Apple provided $578m in funding for the Arizona plant, which GT agreed to repay the money over five years.
"GT believes that it has many claims against Apple arising out of its business relationship with Apple," the company said in a filing with the US Bankruptcy Court in Manchester, New Hampshire.
GT is trying to convince the court to break its contracts with Apple, which it claims imposed "oppressive and burdensome terms and obligations on GT", as they were an "unnecessary drain" on its resources, reportedly costing $1m a day at the operations.
Strangely, at the first public hearing since Monday's filing, lawyers for GT Advanced argued it could not reveal why it sought bankruptcy and asked a court to keep crucial documents sealed, a highly unusual move that may keep investors in the dark for now about its financial implosion.
GT Advanced Technologies filed for bankruptcy after shares plummeted 90 percent on Tuesday.
The US firm is now worth just $175m (£109m), down from $1.5bn last week, though at the time GT insisted that the news didn't mean it is going out of business.

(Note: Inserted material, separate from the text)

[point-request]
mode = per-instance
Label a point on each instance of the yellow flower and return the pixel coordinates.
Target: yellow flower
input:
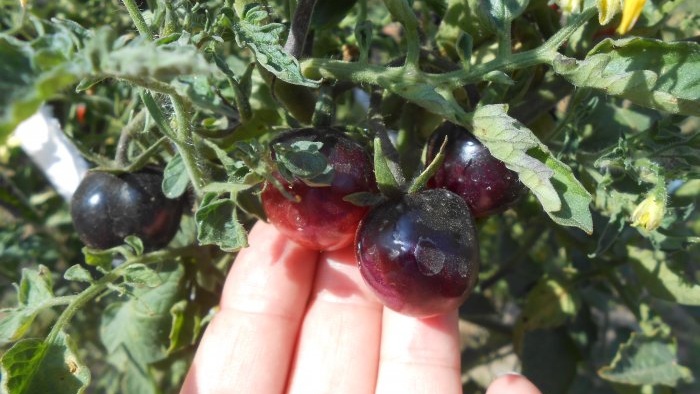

"GT has a strong and fundamentally sound underlying business," said CEO Tom Gutierrez. "[The] filing does not mean we are going out of business; rather, it provides us with the opportunity to continue to execute our business plan on a stronger footing, maintain operations of our diversified business, and improve our balance sheet."
GT said on Tuesday that it had $85m in cash and was hoping to be granted 'debtor-in-possession' financing status. The company is now seeking debtor-in-possession financing which, once obtained, would provide an immediate source of additional funds.
Last November, GT signed a deal with Apple to manufacture sapphire materials for the firm's upcoming devices, leading to speculation that Cupertino would take advantage of GT's glass in its iPhone 6 models.
However, GT announced in August that an Arizona factory it was building with Apple would not be up and running until 2015, which would be way too late to produce glass for Apple's phones. This is probably why its shares have plummeted in such a short space of time.
Leading up to the iPhone 6 launch there were many rumours suggesting that Apple would use sapphire for the smartphone's screen, but instead the firm went for glass reinforced using an ion process.
Sapphire is the second strongest material on the planet, it's naturally strong, extremely scratch resistant, and can withstand flexing. But one problem with sapphire is that, while it won't scratch so easily, it can still crack when dropped as it has a more crystalline structure than glass, making it brittle.
Light is also an issue, as Sapphire glass doesn't transmit light as effectively as standard glass, which could be a drain on battery life because a device would have to pump out more of it.
Either the above reasons, or that GT messed up its screen manufacture timings, might be why Apple abandoned the idea in favour of glass, and subsequently why GT had to file for bankruptcy.